The college itself began in 1839 as the Norwich Diocesan Training Institution with a superintendent, six female and four male students. The college had a long and distinguished record with a history of overcoming difficulties, meeting new needs and providing teachers and headteachers who have had, and still have, an influence on countless hundreds of thousands of school children.
From its inception, the college was sustained by the Church of England. Even when the Board of Education (now the Department for Education) had largely become responsible for much of the funding the Church of England maintained control, in much the same way as Voluntary Controlled Schools operate today.
Early in Queen Victoria's reign new National Schools (at the time there were also British and Foreign Bible Society Schools and others) were supplied with teachers from the various Diocesan Training Colleges Accordingly the Norwich Training College initially commenced in a house in Cathedral Close (at a rent of £25 pa) , the students undertaking training in schools within the city. The subjects for instruction were: 'The Holy Scriptures, Church formularies, English Grammar, Arithmetic, History, Geography, rudiments of Science, elements of Music and Psalmody, discipline of children, method of communicating instruction.'Female students were boarded at no 51 The Close from 1840 - 53.

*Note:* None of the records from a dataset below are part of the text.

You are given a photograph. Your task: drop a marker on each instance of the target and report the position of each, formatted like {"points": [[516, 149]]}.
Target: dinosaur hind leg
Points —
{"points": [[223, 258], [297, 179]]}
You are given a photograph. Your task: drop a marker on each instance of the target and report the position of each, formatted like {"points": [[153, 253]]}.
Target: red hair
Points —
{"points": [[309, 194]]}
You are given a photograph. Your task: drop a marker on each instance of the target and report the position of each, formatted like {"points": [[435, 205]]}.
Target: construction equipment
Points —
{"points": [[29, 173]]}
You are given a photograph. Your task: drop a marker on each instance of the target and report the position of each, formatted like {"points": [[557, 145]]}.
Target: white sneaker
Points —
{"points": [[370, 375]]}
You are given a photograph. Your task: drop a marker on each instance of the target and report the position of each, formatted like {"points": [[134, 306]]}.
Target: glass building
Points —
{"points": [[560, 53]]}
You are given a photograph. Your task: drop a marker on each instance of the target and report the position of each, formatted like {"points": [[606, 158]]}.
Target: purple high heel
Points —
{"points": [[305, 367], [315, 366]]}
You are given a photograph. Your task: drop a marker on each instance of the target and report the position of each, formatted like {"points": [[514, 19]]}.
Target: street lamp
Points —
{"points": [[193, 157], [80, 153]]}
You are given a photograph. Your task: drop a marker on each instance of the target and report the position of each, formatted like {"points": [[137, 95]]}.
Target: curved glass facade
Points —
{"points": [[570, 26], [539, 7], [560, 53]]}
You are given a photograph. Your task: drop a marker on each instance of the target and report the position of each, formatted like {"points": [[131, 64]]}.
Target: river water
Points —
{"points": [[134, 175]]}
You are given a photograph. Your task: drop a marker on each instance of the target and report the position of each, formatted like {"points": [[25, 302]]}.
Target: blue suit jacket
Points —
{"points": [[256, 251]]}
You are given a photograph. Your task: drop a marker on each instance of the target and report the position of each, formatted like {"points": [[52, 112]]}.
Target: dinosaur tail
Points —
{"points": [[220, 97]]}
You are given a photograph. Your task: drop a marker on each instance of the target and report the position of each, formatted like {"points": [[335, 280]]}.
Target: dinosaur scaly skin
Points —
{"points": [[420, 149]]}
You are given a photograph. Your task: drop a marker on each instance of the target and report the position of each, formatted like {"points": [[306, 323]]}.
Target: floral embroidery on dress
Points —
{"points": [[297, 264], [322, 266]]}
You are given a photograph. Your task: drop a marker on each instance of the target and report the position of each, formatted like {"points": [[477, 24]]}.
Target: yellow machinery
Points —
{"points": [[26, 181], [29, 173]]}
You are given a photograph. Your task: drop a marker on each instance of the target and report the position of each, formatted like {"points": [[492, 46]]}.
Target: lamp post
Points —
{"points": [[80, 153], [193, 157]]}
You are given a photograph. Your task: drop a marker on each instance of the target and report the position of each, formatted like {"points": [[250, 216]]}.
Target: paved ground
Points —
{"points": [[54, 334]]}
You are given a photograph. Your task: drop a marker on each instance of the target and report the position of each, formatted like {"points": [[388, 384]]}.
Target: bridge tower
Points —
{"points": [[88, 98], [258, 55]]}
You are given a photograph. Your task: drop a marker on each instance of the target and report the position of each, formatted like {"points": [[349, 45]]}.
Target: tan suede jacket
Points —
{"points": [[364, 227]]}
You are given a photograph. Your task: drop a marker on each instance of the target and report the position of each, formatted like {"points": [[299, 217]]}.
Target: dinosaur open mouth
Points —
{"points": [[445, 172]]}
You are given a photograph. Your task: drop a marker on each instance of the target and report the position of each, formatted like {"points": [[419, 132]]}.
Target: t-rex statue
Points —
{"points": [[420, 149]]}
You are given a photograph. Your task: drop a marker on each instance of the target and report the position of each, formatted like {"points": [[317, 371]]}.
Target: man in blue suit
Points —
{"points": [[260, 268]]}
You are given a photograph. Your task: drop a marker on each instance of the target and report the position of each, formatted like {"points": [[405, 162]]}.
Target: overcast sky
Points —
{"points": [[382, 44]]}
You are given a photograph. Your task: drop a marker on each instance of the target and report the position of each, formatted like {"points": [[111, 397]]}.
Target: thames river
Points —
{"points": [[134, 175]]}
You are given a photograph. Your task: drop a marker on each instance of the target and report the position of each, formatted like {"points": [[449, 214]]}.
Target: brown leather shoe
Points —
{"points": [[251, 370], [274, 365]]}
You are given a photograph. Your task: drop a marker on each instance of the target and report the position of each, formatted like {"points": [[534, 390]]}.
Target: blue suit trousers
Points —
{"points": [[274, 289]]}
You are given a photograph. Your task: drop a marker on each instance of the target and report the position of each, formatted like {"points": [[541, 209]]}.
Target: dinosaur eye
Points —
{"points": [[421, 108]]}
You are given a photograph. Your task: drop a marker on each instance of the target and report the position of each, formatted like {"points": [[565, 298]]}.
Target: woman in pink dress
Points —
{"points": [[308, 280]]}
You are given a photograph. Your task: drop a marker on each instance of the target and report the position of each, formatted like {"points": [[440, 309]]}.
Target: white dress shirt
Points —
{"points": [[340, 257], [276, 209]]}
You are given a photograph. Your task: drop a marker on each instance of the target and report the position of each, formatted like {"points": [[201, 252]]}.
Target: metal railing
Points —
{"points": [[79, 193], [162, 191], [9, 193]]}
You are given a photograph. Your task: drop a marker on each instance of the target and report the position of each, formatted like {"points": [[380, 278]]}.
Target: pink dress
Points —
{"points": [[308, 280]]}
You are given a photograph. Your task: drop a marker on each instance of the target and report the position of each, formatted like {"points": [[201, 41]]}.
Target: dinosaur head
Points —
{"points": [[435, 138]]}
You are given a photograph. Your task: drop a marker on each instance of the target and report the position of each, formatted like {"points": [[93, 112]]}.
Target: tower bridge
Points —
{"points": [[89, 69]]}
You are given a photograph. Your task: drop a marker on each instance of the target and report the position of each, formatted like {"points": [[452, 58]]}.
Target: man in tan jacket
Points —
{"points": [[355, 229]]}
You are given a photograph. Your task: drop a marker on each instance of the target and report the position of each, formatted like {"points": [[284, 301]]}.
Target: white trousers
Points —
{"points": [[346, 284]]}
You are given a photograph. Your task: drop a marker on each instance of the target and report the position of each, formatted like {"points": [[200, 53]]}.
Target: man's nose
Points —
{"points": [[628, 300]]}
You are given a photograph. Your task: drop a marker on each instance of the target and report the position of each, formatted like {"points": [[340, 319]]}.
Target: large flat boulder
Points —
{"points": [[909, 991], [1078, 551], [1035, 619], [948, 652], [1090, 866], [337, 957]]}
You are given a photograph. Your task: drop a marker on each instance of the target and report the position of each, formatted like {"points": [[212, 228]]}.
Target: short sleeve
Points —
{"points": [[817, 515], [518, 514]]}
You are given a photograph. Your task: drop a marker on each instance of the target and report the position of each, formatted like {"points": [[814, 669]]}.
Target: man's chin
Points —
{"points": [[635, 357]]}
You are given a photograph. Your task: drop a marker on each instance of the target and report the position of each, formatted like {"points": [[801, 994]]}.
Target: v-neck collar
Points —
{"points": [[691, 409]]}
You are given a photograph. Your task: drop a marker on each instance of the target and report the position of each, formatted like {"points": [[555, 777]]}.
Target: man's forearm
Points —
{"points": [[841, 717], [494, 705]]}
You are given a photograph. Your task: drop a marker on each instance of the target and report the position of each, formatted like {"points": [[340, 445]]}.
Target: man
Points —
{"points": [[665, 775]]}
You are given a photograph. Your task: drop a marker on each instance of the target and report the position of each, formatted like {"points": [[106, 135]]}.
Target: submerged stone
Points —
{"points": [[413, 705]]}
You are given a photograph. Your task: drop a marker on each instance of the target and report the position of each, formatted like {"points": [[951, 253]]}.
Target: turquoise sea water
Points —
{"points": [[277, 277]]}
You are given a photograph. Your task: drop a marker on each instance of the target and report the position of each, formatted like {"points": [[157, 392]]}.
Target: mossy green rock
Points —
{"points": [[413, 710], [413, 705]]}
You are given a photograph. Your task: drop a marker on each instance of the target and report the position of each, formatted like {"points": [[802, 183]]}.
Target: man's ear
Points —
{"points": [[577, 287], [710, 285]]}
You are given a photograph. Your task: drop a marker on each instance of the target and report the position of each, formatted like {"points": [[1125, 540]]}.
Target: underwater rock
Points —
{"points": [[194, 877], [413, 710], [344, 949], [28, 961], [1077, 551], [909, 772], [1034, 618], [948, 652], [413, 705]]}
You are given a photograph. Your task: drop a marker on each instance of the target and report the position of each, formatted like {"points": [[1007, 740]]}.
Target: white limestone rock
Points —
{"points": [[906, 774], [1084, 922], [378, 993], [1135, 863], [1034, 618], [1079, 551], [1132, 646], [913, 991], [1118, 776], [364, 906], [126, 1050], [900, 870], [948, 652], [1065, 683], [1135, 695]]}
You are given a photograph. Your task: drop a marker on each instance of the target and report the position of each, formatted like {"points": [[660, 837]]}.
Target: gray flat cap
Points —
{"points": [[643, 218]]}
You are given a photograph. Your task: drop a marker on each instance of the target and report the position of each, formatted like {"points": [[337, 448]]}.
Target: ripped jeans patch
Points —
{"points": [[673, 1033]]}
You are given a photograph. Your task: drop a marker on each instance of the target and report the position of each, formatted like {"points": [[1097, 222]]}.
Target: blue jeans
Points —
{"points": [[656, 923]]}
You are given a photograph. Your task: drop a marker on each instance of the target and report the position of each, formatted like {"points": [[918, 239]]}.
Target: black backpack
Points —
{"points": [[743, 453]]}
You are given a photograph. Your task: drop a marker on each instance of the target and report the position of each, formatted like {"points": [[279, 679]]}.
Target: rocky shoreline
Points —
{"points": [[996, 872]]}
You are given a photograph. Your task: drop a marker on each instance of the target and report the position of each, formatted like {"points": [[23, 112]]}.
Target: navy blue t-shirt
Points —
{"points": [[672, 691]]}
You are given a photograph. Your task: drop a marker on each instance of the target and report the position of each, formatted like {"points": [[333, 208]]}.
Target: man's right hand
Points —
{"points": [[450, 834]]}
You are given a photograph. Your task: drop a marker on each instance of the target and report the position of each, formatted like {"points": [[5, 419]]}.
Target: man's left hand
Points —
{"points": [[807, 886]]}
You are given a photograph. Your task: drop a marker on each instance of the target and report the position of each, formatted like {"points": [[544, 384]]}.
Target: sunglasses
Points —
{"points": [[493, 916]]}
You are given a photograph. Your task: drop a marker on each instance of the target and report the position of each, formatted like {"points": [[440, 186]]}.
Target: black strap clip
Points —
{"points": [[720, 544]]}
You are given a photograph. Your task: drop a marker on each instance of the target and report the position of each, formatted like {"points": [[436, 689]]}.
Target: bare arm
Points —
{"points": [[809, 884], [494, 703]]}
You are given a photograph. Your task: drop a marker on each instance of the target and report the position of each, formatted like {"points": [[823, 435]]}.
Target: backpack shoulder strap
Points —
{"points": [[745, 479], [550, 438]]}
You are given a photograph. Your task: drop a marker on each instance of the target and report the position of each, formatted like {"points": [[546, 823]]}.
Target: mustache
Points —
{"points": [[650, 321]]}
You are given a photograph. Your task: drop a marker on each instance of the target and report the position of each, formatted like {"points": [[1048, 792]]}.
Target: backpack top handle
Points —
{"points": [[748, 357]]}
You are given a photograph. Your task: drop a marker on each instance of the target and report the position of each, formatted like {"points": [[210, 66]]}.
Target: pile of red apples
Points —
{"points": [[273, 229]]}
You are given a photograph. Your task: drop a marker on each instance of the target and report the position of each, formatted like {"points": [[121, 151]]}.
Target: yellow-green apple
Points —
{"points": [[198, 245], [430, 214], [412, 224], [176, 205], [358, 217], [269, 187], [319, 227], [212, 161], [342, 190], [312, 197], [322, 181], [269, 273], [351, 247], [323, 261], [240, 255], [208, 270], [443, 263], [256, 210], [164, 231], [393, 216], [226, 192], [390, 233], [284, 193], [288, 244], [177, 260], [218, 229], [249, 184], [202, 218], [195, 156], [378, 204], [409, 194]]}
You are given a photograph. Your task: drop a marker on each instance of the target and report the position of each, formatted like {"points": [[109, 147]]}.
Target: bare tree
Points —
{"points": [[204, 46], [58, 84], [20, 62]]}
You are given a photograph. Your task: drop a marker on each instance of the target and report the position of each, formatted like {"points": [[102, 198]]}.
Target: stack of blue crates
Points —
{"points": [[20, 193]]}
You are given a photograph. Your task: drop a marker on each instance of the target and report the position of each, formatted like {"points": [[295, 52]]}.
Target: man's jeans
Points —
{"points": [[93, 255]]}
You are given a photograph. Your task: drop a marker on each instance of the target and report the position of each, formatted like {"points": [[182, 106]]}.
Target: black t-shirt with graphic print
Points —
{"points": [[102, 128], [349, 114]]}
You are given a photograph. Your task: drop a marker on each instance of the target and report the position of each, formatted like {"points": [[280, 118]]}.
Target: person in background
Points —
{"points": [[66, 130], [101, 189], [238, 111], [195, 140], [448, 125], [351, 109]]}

In June 1853 thirteen students moved into premises in St George's Plain. Documents from this time contain the last references to male students. It was 108 years before the College became co-educational again. The Principal was Rev A Bath Power who also gave frequent lectures. His successor, in 1857, the Rev W. Cufaude Davie had previously been an assistant master at Eaton and Headteacher of Yarmouth Grammar School.
Later, in 1875 the Rev Thomas Archbold took over.
At this time the menu included:
Breakfast: bread and butter and weak tea.
Sunday:cold joint, potatoes, pudding
Monday: hash, potatoes, boiled pudding
Tuesday: stew, dumplings, potatoes
Wednesday: hot joint, two vegetables, suet pudding or rice and syrup
Thursday:cold joint, pudding
Friday: 'Resurrection' pie
Saturday: joint, hot or cold
Tea: Generally a repetition of breakfast but cake on Wednesdays and the weekend.
Old Students of the 1880-82 year group recalled their experiences: " The situation (of the college) was peculiar. On the right was the Presbytery for training young R.C priests; a high wall and the tradesmen's
passage separated us. On the right was a boot factory with wire blinds on our side. During singing lessons any song especially approved was punctuated by the rapping of hammers in unison to the
delight of the students, but not to our music master....The menu (above) may interest epicures"
" I remember the old College house at St George's - it was certainly very early Georgian - deep basement which was floored with paving stones and very bad lighting. I might say that in all rooms the lighting - by gas of course - was very poor. The dining room, which was long, had two windows looking on to a garden, where now and again, croquet was played...I am not quite sure of the number of students in my time - so long ago - but I think it was between forty and fifty.
After these various temporary locations the college settled in College Road on October 12th 1892 where it continued preparing female students until its move to Keswick Hall 56 years later.